Institutions : l’expérimentation au cœur du progrès
Texte d’opinion publié le 30 mai 2017 dans La Tribune.
L’économiste Douglass C. North est l’auteur d’un livre passionnant sur le processus du changement économique. Ce lauréat du prix Nobel d’économie 1993 a lancé il y a une cinquantaine d’années un courant de pensée visant à renouveler l’analyse des institutions. Son livre de 2010 foisonne d’informations, idées et réflexions utiles pour mieux comprendre la situation actuelle. Son analyse sur les sociétés qui parviennent à se maintenir sur un sentier de croissance économique est particulièrement stimulant. Ces sociétés, nous dit-il, sont celles qui sont capables de s’adapter au changement ou plus précisément celles au sein desquelles les individus sont capables d’ériger un cadre institutionnel flexible.
Un monde incertain
North part du constat que nous vivons dans un monde incertain. Cette incertitude qui caractérise nos vies ne peut pas être éliminée. Elle est irréductible, on n’a aucun moyen de s’assurer contre elle. Il faut vivre avec. Si nous avons réussi au cours des derniers siècles à réduire très fortement l’incertitude liée à notre environnement physique en nous assurant contre les incendies, en développant des remèdes contre les maladies infectieuses, en augmentant la productivité agricole, l’incertitude liée à nos interactions avec d’autres humains a, quant à elle, explosé.
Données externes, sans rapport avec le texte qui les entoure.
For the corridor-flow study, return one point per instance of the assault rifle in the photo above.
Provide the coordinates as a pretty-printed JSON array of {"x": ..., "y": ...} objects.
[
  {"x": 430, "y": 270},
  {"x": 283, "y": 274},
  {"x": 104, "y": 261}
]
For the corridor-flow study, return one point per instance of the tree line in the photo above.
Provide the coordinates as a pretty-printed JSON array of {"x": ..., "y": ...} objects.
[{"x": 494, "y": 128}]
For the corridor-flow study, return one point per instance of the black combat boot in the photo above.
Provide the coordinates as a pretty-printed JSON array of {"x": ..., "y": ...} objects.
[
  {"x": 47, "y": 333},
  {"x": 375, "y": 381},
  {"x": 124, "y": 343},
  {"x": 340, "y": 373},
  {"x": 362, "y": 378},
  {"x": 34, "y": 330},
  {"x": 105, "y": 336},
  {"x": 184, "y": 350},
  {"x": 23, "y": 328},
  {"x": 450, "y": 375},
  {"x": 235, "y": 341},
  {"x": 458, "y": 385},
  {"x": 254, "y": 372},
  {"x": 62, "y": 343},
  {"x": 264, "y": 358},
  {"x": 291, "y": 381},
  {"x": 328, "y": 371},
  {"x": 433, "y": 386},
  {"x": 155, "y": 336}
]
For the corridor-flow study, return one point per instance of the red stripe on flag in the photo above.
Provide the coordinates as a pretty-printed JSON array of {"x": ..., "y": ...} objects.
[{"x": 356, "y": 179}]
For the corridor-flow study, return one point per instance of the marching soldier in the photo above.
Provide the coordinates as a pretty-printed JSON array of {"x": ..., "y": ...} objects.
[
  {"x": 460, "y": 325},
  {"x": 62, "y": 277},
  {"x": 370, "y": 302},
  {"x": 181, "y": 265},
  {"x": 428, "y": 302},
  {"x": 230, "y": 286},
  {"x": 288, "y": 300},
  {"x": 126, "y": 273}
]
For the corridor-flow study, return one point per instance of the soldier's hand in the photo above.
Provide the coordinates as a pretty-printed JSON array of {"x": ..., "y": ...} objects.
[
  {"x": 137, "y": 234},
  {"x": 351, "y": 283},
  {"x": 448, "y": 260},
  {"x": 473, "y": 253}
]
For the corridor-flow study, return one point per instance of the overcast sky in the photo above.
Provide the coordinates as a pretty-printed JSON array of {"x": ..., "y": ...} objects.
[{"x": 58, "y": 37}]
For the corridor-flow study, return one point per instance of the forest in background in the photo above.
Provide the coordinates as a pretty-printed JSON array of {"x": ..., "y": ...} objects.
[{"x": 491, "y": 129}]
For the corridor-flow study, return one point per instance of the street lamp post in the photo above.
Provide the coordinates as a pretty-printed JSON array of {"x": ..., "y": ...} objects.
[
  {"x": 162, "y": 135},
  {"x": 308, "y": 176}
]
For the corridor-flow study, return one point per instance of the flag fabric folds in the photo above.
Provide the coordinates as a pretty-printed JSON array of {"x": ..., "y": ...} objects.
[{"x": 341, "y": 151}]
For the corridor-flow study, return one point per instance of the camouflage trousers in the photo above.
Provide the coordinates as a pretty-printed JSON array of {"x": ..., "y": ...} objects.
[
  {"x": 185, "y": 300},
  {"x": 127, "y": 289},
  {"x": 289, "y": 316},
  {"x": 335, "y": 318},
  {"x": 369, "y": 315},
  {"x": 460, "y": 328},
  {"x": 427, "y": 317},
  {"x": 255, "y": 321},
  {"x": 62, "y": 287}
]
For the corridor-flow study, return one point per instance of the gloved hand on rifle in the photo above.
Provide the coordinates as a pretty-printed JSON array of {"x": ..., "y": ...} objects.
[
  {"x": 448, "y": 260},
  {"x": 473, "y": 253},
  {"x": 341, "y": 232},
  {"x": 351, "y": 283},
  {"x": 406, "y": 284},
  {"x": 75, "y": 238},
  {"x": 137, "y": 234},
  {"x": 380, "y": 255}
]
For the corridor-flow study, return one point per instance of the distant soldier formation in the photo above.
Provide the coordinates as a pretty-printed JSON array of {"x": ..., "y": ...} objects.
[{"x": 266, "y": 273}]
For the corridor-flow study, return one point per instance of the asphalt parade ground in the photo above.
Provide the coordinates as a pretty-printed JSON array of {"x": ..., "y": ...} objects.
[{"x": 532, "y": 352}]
Partant de cette prémisse – notre futur est incertain -, en particulier du fait de nos nombreuses interactions avec nos semblables, il cherche à comprendre comment certaines sociétés gèrent mieux finalement cette incertitude, liée à la nouveauté, que d’autres.
Règles du jeu
Pour ce faire, il nous pousse à nous interroger sur les règles du jeu qui prévalent au sein des groupes. Ces règles définissent, par exemple, les incitations qu’il peut y avoir à se lancer dans des activités productives ou pas. Elles posent le cadre des gains que l’on peut espérer faire dans un échange. Elles posent des limites au pouvoir politique, etc.
Ces règles du jeu, ce sont les institutions, ces contraintes que nous nous imposons dans nos interactions avec les autres. Elles comprennent aussi bien des règles formelles comme nos constitutions, nos lois, nos réglementations que les règles informelles comme les conventions, les normes ou codes de conduite et aussi les conditions de leur mise en application.
Capacité de résilience
Pour North, la performance économique va dépendre du caractère dynamique du cadre institutionnel en place, lui-même hérité du passé. Car si on accepte que le changement est permanent et que la nouveauté est omniprésente, on ne peut pas prétendre que les institutions du présent seront nécessairement à même de répondre aux défis futurs. Face aux changements technologiques, à l’appropriation de nouvelles connaissances, à la nécessité d’intégrer encore et toujours des savoirs dispersés entre des milliards de gens spécialisés, nos institutions doivent montrer une très grande capacité de résilience.
Cette résilience doit se fonder sur une grande humilité à l’égard de notre faillibilité. Non seulement, nous ne connaissons pas à l’avance les problèmes que nous aurons à résoudre demain. Mais en plus, une fois confrontés à un problème, nous n’en connaissons pas forcément la solution. Face à ces situations, nos réactions ne sont pas forcément les plus rationnelles ou scientifiques. Nous nous fondons sur nos croyances – plus ou moins étayées – pour faire face. Le risque majeur que nous courons est qu’une croyance fausse s’impose et nous pousse à mettre en œuvre des solutions inefficaces.
Il nous faut donc des mécanismes de rappel, des cadres institutionnels au sein desquels les résultats de certaines croyances peuvent être évalués à la lumière des résultats d’autres croyances, et les mauvais résultats éliminés.
Concurrence
C’est ce qui conduit Douglas C. North à défendre une idée chère à de nombreux économistes, celle de la concurrence. Dans un monde changeant, il faut arriver à maintenir des institutions qui permettent d’expérimenter, de faire des essais, des erreurs, de corriger le tir. Pour ce faire, on a besoin qu’existent une variété d’organisations et d’institutions permettant de tester des croyances, des idées, des technologies, des méthodes différentes. Et il faut bien sûr des mécanismes qui permettent d’éliminer les échecs. C’est ce qu’on appelle parfois la concurrence institutionnelle. Là où subsiste un certain dynamisme institutionnel, l’expérimentation se poursuit. La société qui préserve ce cadre, se donne de meilleures chances de faire face aux défis de demain, au contraire de celle qui se fige.
Cécile Philippe est directrice générale de l’Institut économique Molinari.